Lo dice senza remore, lo testimoniano i dati in suo possesso: “sono migliaia i posti di lavoro persi dall’inizio della guerra”, ammette Alfredo Cestari, presidente della camera di Commercio ItalAfrica Centrale. Soprattutto per le piccole e medie imprese, che fino al 2010 erano stabilmente impegnate in Libia e per le quali l’acquisizione di commesse permetteva loro di mantenersi in vita in Italia.

Solo il 30% del personale si è salvato attraverso la sua riconversione e il riutilizzo in altri ambiti aziendali, si legge nella nota diffusa dall’associazione. Un’ecatombe soprattutto per quegli imprenditori che avevano spostato in Libia il loro core business, convinti che il trattato di amicizia italo-libico firmato quasi tre anni fa potesse essere il garante dei loro commerci. Il raìs sembrava essersi ammansito dopo la crisi dell’86 (con attacco missilistico a Lampedusa) e i Piccoli sono andati a rimorchio delle grandi aziende di casa nostra, costruendo un principio d’indotto anche sull’altra sponda del mediterraneo.
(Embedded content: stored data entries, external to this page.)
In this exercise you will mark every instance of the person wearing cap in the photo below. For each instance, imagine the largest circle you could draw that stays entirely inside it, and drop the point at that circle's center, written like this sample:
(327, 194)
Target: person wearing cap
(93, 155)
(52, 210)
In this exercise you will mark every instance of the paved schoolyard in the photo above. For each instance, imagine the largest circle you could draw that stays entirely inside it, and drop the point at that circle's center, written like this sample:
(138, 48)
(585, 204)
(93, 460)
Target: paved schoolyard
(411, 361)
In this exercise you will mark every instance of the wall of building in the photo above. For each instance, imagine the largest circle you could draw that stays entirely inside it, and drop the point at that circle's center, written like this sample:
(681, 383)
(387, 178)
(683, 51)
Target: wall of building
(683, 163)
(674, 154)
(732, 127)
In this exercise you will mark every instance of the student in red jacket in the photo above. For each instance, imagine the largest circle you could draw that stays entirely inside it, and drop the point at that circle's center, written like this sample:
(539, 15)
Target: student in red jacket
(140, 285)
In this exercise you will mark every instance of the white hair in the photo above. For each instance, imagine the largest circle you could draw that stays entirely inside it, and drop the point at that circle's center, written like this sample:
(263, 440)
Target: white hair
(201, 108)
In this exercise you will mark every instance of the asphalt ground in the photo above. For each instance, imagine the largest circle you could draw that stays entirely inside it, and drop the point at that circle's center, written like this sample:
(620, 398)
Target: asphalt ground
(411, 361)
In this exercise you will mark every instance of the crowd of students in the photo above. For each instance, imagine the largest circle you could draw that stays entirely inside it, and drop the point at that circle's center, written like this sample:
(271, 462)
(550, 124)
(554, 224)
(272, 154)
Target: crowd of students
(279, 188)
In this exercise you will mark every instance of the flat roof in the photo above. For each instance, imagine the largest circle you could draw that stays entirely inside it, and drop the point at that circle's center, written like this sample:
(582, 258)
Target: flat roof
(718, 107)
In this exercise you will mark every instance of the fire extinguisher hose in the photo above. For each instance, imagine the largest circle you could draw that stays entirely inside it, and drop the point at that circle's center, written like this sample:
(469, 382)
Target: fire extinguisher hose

Lavoravano nella subfornitura edilizia, dietro le commesse vinte da Impregilo e Astaldi, nel settore dei trasporti per Iveco e Grimaldi e avevano sfruttato l’onda lunga che i contratti di fornitura di petrolio e gas vinti da Eni, Edison e Tecnimont, potevano garantire per un buon approvvigionamento energetico. Ecco perché si erano spinti anche in mercati inesplorati, come quello dei mangimi, nel settore delle telecomunicazioni (dietro il colosso Telecom, anche la Sirti, che produce appunto impiantistica per le reti di telecomunicazioni) e nella meccanica industriale, come la bolognese Technofrigo e la cremonese Ocrim (molini).

Spiega Cestari: “il bombardamento dei siti di estrazione di petrolio da parte di Gheddafi significa che sarà quasi impossibile per l’Eni riprendere la fornitura a guerra finita (rispettando così i contratti già firmati, ndr.)”. E teorizza un conto a dieci cifre, già da ora, per tutto il sistema-Italia: “il volume d’affari che si è interrotto ha abbondantemente sfondato il tetto di 100 miliardi di euro”. E se il colosso di San Donato Milanese ha potuto reggere l’onda d’urto, per le imprese dell’indotto i licenziamenti e le procedure di cassa integrazione sono state inevitabili.